After all, she thought, there would not have been a war in the first place if Voldemort would just chill out.
Then she thought, what would Ziad do in this situation? Would he stop?
Of course not. Ziad would stop at nothing to achieve his goals.
Somewhat comforted, but still with a sick feeling in her gut, Parvati began planning her next move.
It couldn't be violent. She had to use the stick and the carrot in relatively equal amounts.
They would fear her now. No doubt about that.

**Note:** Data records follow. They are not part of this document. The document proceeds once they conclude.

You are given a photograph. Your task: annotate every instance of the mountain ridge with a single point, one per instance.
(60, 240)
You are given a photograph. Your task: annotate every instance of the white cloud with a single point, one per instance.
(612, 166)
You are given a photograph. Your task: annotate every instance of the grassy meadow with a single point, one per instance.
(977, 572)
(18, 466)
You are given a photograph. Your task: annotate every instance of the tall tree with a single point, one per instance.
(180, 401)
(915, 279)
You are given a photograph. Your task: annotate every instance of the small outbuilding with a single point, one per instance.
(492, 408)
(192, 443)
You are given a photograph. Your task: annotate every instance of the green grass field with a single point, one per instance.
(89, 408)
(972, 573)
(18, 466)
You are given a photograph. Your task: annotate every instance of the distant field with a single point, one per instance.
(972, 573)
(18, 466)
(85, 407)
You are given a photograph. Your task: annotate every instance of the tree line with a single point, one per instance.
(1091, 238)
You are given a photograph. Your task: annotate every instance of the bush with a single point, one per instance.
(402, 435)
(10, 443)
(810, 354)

After all, they would assume that the murder of the twelve Slytherins was on purpose. And that she was willing to kill as many people as necessary to achieve her goal.
First, though, she had to really wonder what her goal was.
That was fairly simple.
The end of Lord Voldemort's reign of terror and the return of true free democratic rule to Magical Britain.
The next morning, as Professor McGonagall left her office and headed down to breakfast, she found a message on the wall, burned into the stone much like the last one.
This one was more cryptic and less militant.
Turning and turning in the widening gyre
The falcon cannot hear the falconer;
Things fall apart; the centre cannot hold;
Mere anarchy is loosed upon the world,
The blood-dimmed tide is loosed, and everywhere
The ceremony of innocence is drowned;
The best lack all conviction, while the worst
Are full of passionate intensity.
Further down the hall were more words, blackened and twisted against the old stone of the wall. McGonagall finished reading the cryptic poem and stood in front of them.
I present my demands:
Lord Voldemort must leave Magical Britain,
The Ministry of Magic must be free of his influence,
The reign of terror must end, or more will die.
I will leave Hogwarts alone.
For now.
Wait for me on the first of March. If my demands are not met by then, you shall feel the wrath of God unleashed upon you.
Parvati huddled in the thick snow that lay beneath the thin copse of leafless trees.
The cold had seeped through the layers of camouflage clothing and settled into her body like an annoying acquaintance who just won't take a hint and go away.
She surveyed the target zone.
A bare field sloped downwards in front of her, ending with a small farmhouse a good six hundred metres away.
One wing of the old stone house had been used as a garage before the houses previous occupants had been found dead, with no apparent cause of death.
The house had been reoccupied by a group of Death Eater affiliates. Nasty sub-humans who murdered and tortured for fun. Below even terrorists- they had no agenda other than self-fulfillment through sadism.
They weren't very funny people.
Which is why Parvati watched them start to file out of the house through the scope of her sniper rifle.
The sniper rifle- something Parvati had gotten for herself during a brief foray to a British military base- was a thing of beauty. She loved that weapon. The weapons available to a witch or wizard weren't really able to reach out and touch somebody a mile away in the same way muggle weapons could.
Parvati watched the first man- a filthy man with mangy brown hair and nasty robes- start walking down the path towards the nearby village.
She adjusted for the wind and quickly calculated the difference in elevation before squeezing the trigger.
A loud crack echoed across the field before quickly being absorbed by the snow.
A second later the man collapsed in a puff of red mist.
The remaining three men turned their head wildly, searching for a threat, wands raised.
Crack
A second man fell.
Crack
The third collapsed in a heap.
The fourth and final man turned to the source of the sounds, eyes wide with fear.
Parvati paused, finger on the trigger, the crosshairs jittering on the man's head. She could see the man's eyes, unblinkingly staring past her, dilated and bloodshot as the man's mouth opened in a silent scream.
No mercy.
Crack
Author's Note:
Wow, this chapter is really dark. Unexpected. Well, I suppose that comes with the territory. Seriously, it's really hard to write about terrorism and stuff in anything approaching a lighthearted and whimsically absurdist tone.
Oh well, I'll give it the ol' college try with the next one. Try to make up for the last few.
You know it's getting dark when the bit with the guy murdering dudes in cold blood while in Indonesian prison is the funnier bit.